Дальше на запад от Одесской республики имеет место Румынское королевство, под натиском австро-венгров и болгар потерявшее две трети собственных территорий, но не утратившее аппетита к чужим землям. В настоящий момент потомки цыган, то есть римлян, заключили перемирие с Центральными державами, вполне, как им казалось, удачно прикарманили Бессарабию, а теперь им хотелось Одессы. Муравьёв с цыганами воевал, и довольно успешно, нанеся им несколько поражений и выбив за линию Днестра. Австро-венгры в этом мире на российскую территорию не лезут, поэтому господин авантюрист-бонапартист гонял прирожденных конокрадов по Бессарабии как хотел. Румынская армия оказалась настолько никчемной, что ее смогло драть и в хвост и в гриву полубандитское формирование численностью в несколько тысяч штыков. Вопрос у муравьёвских башибузуков уже было встал о Кишиневе, и тамошняя буржуазия по этому поводу уже пребывала в превеликой панике.

Но второго марта, неожиданно для всех сторонних наблюдателей, дивизия Неверовского сеялась с позиций в Киеве, передав их полностью сформированному корпусу Красной гвардии под командованием прапорщика Силы Мищенко. А потом герои Бородина сели в эшелоны, и в сопровождении уполномоченных от центральных петроградских властей двинулись в южном направлении, на Одессу. По ходу движения части моей армии ликвидировали на станциях и городках вдоль железнодорожного пути бандитов разной степени отмороженности, осевших там в послереволюционное время, после чего товарищи из Центра имели возможность установить в тех местах самую правильную советскую власть. В дальнейшем, по прибытии на театр военных действий, это соединение должно развернуться фронтом на запад против Румынии. На данный момент я просто не знаю, выгоню ли я много понимающих о себе мамалыжников за линию Прута, и на том закончу разбор полетов, или полностью ликвидирую их никчемное цыганское государство.

Пока Неверовский по железной дороге двигался на юг, в мире сорок первого года в освобожденной Белостокской зоне формировалось еще одно соединение, командиром которого я назначил героя обороны Брестской крепости майора Гаврилова. Соединение формата бригада-дивизия является потолком этого человека как по харизме, так и по тактическим талантам. Бойцы и командный состав в этом соединении обкатаны не только несколькими первыми днями войны, но и достаточно упорным и вязким сражением за белостокскую освобожденную зону. Оно, это сражение, идет своим чередом, но, кажется, основной накал боев уже спал. Германское командование сгоряча укусило моего ядовитого железного ежика широко открытым ртом, будто это было мягкое соединение РККА с низкой боеготовностью, и теперь от изумления не может вымолвить и слова. Потери зашкаливают, а результат откровенно нулевой. Никакого сравнения с ситуацией месячной давности, когда красноармейцы-окруженцы мелкими группами бродили по лесам голодные, почти без патронов и без связи с командованием, а доблестные дойче зольдатены охотились на них как на кроликов.

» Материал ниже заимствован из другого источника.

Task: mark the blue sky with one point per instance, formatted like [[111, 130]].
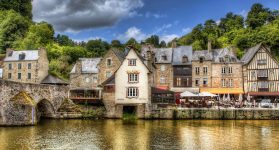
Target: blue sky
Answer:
[[122, 19]]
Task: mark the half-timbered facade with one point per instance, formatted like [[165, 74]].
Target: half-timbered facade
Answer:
[[260, 73]]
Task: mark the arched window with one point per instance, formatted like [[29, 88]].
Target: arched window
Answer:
[[185, 59]]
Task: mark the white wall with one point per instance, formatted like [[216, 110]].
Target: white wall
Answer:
[[121, 81]]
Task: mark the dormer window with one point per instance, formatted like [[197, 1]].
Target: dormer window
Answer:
[[185, 59], [21, 56], [201, 59], [164, 58]]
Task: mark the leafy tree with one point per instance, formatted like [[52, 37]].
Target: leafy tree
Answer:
[[258, 16], [24, 7], [39, 35], [12, 27], [97, 48]]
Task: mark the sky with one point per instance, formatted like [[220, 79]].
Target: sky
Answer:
[[83, 20]]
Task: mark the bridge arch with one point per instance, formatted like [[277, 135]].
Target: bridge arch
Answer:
[[44, 108]]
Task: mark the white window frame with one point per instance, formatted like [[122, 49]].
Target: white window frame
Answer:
[[132, 92]]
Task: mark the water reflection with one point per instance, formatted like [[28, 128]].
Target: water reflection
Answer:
[[116, 134]]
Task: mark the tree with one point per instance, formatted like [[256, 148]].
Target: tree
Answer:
[[12, 27], [163, 44], [258, 16], [97, 48], [24, 7], [154, 40], [39, 35]]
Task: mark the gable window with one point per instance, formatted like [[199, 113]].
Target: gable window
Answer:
[[29, 65], [29, 76], [9, 75], [109, 62], [261, 62], [163, 68], [10, 66], [224, 84], [201, 59], [133, 78], [132, 62], [164, 58], [108, 74], [197, 70], [19, 66], [132, 92], [184, 59], [19, 76], [205, 70], [162, 80]]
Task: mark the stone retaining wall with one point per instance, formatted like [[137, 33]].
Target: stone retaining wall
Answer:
[[218, 114]]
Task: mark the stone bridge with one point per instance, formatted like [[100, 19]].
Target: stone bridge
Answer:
[[24, 104]]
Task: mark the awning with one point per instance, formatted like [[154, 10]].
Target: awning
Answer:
[[264, 93], [223, 90]]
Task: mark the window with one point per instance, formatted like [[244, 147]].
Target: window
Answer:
[[178, 81], [205, 81], [29, 76], [205, 70], [132, 92], [261, 62], [223, 83], [132, 62], [197, 70], [184, 59], [9, 76], [133, 78], [162, 80], [231, 82], [10, 66], [262, 73], [19, 66], [108, 74], [163, 68], [19, 76], [109, 62], [223, 70], [197, 82], [201, 59], [164, 58], [29, 65], [230, 70]]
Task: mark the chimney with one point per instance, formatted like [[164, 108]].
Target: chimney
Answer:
[[9, 52], [209, 46]]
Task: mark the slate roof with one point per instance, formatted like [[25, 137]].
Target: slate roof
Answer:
[[50, 79], [250, 54], [88, 65], [181, 51], [120, 55], [160, 52], [29, 55]]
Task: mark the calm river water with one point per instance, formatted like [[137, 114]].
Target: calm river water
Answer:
[[163, 134]]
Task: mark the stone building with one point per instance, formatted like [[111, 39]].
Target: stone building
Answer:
[[109, 64], [84, 81], [29, 66], [260, 73], [226, 74]]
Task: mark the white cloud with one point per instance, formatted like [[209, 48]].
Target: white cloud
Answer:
[[76, 15], [186, 30], [168, 38], [132, 32]]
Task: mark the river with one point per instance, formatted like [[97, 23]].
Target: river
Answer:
[[159, 134]]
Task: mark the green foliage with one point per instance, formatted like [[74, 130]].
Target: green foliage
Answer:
[[24, 7], [12, 27]]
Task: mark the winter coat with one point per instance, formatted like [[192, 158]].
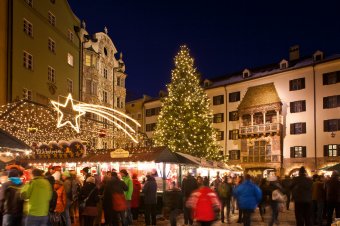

Сейчас ничего подобного нет и в помине. Составные части моей армии хорошо вооружены, снабжены боеприпасами и продовольствием, а управление ими осуществляется через горизонтальные и вертикальные связи внутри Воинского Единства. Оборона вязкая и упругая как смола, а подразделения, проходящие обучение по программе егерской подготовки, углубляются далеко во вражеский тыл и наносят жалящие удары на коммуникациях, чему способствуют образцы вооружения из семьдесят шестого года, первым делом начавшие поступать именно на вооружение войск зафронтовой армии генерала Карбышева. РПГ-2 и РПО «Рысь» производят неизгладимое впечатление как на советских бойцов, так и на их германских оппонентов. Четыре литра огнесмеси, влетевшие под тент забитого пехотой армейского грузовика, для бойцов и командиров, побывавших в германских лагерях для военнопленных, подобны эффекту пролитого на душу бальзама. Такое же впечатление производит случай, когда крепколобый «Штуг», который из «сорокапятки» можно подбить только в упор, вдруг встает замертво, а потом взрывается, словив под маску пушки реактивную кумулятивную гранату.

Неплохое впечатление на бойцов производит и единый пулемет Калашникова. Он и полегче пехотного «дегтяря» (без примкнутой коробки у ПК и диска у ДП), и прицельная дальность у него больше, и металлическую ленту после боя набивать патронами легче, чем диск. Впрочем, к имевшимся в наличии пехотным пулеметам Дегтярева оттуда же, из семьдесят шестого года, прибыли приемники для ленточного питания, которые при необходимости устанавливают вместо диска. Поступили на вооружение зафронтовой армии и пистолеты-пулеметы Судаева. С автоматическим оружием ближнего боя в Красной Армии на данный момент откровенно плохо: пистолет-пулемет Дегтярева был выпущен весьма ограниченной серией для НКВД и погранвойск, а массовое производство знаменитого ППШ еще не начиналось, поэтому ППС-43 восприняли на ура.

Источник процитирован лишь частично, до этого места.